- Museum number
Copper alloy patera handle; cast; hollow ribbed tube terminating in a ram's head, originally secured to the wall with four small rivets; this end of the handle ends in a pair of concentric mouldings, one partially decorated with beading; chased decoration on the lower attachment, possibly imitative of parts of a vinescroll.
- Production date
Length: 15.30 centimetres
Weight: 309.70 grammes
Width: 2.80 centimetres (handle)
Width: 7.40 centimetres (rivet attachment)
- Curator's comments
This object was first published in Simpson StJ 2002a. It was possibly part of the handle of a patera or portable lidded incense burner, for which there are close parallels from graves in the Wadi Dura (see Simpson StJ 2002a, cat. 314), ed-Dur in south-east Arabia (Haerinck et al. 2001, pls 94: 26, 117, C: 1) and the Roman world, where they were produced in Italy in large numbers in the 1st century AD, but probably also elsewhere and later as they are found in later contexts in the north-west provinces of the Roman empire. They are variously described as paterae or skillets in the Roman archaeological literature.

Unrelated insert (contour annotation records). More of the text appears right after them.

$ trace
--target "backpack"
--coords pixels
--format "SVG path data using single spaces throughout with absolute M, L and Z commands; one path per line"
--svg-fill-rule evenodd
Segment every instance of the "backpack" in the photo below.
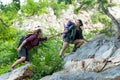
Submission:
M 19 44 L 18 44 L 18 47 L 22 44 L 22 42 L 27 39 L 28 37 L 30 37 L 31 35 L 33 34 L 27 34 L 27 35 L 24 35 L 20 38 L 20 41 L 19 41 Z
M 65 25 L 64 30 L 68 30 L 71 25 L 73 25 L 73 22 L 69 20 L 69 21 L 67 22 L 67 24 Z M 63 38 L 63 39 L 66 38 L 66 36 L 67 36 L 66 33 L 62 34 L 62 38 Z

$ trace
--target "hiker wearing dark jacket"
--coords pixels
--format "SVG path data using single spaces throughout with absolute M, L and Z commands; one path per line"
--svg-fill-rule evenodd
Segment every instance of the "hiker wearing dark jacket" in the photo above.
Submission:
M 59 34 L 57 34 L 59 35 Z M 54 35 L 54 36 L 57 36 Z M 24 62 L 25 63 L 29 63 L 29 58 L 28 58 L 28 51 L 31 50 L 33 47 L 39 45 L 39 43 L 41 41 L 46 41 L 54 36 L 48 36 L 48 37 L 43 37 L 42 36 L 42 30 L 41 29 L 37 29 L 34 31 L 34 33 L 32 35 L 30 35 L 28 38 L 26 38 L 18 47 L 17 51 L 18 51 L 18 60 L 15 61 L 15 63 L 10 67 L 9 72 L 12 71 L 14 69 L 14 67 L 21 63 Z
M 82 34 L 83 23 L 81 20 L 77 20 L 76 23 L 68 21 L 64 32 L 62 32 L 63 46 L 59 53 L 60 57 L 64 55 L 64 51 L 70 43 L 74 44 L 73 52 L 76 51 L 85 41 Z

At least six such handles were also excavated in Kushite tombs at Meroe, including a 2nd century AD tomb of queen Amanikhatashan, where in the absence of attached vessels they are suggested to have been valued for their ram's head terminals (L. Allason-Jones 2004). An almost identical example attached to a shallow footed bowl, described as a "Late Hellenistic or Early Roman Bronze Cooking Vessel, 1st Century BC", was offered for auction at Sotheby's (London, New Conduit Street), on 11/12/89, lot 370, described & illustrated on pp.159-60; two others passed through Sotheby's (NY) on 29/11/89, lots 334-35.

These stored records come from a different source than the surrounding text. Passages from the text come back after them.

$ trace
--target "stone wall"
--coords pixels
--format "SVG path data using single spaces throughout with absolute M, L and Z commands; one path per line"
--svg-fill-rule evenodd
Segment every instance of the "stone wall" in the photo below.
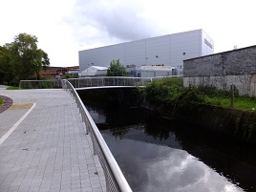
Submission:
M 184 86 L 213 85 L 256 96 L 256 46 L 183 61 Z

Allason-Jones, L., 2004. Cat. 158 on p. 173 in: D.A. Welsby & J.R. Anderson, eds, 'Sudan: Ancient Treasures. An Exhibition of Recent Discoveries from the Sudan National Museum', London: BMP 2004.
Haerinck, E. et al., 2001. 'Excavations at ed-Dur (Umm al-Qaiwain, United Arab Emirates), Vol. II: The Tombs', Leuven: Peeters.
Bowers catalogue entry
1st century BC - 2nd century AD
Length 15.3 cm, width 7.4 cm (rivet attachment), width 2.8 cm (handle); 309.7 g weight
Said to be from the Hadramawt
ANE 1907-10-12,3 = 102478
Purchased from Charles Albert Brenchley through George Hallett
A hollow-cast copper alloy vessel-handle in the form of a ribbed tube terminating in a ram’s head, which had possibly been originally attached to a patera (a broad flat saucer or dish used particularly in pouring out libations at sacrifices) or a portable lidded incense-burner, and originally secured to the wall with four small rivets. This end of the handle ends in a pair of concentric mouldings, one partially decorated with beading; the chased decoration on the lower attachment is possibly imitative of parts of a grapevine. Identical objects are known from the Roman Empire and it may be an import. Nevertheless, this type of handle was found attached to an incense-burner attributed to the 1st or 2nd century AD and excavated in a grave in the Wadi Dura region of Yemen.
- Not on display
- Exhibition history
2002 5 Jun-13 Oct, BM, 'Queen of Sheba: Treasures from ancient Yemen'
2004-2005 17 Oct-13 Mar, California, Bowers Museum, 'Queen of Sheba: Legend and Reality'
- Stable bronze
- Acquisition date
- Acquisition notes
- see Trustees' Minutes and letter from Hallett accepting £17 or £18 on behalf of Brenchley for "the collection of inscriptions, relics, etc. contained in the two boxes already delivered to you" (ANE Correspondence, dated 3 September 1906).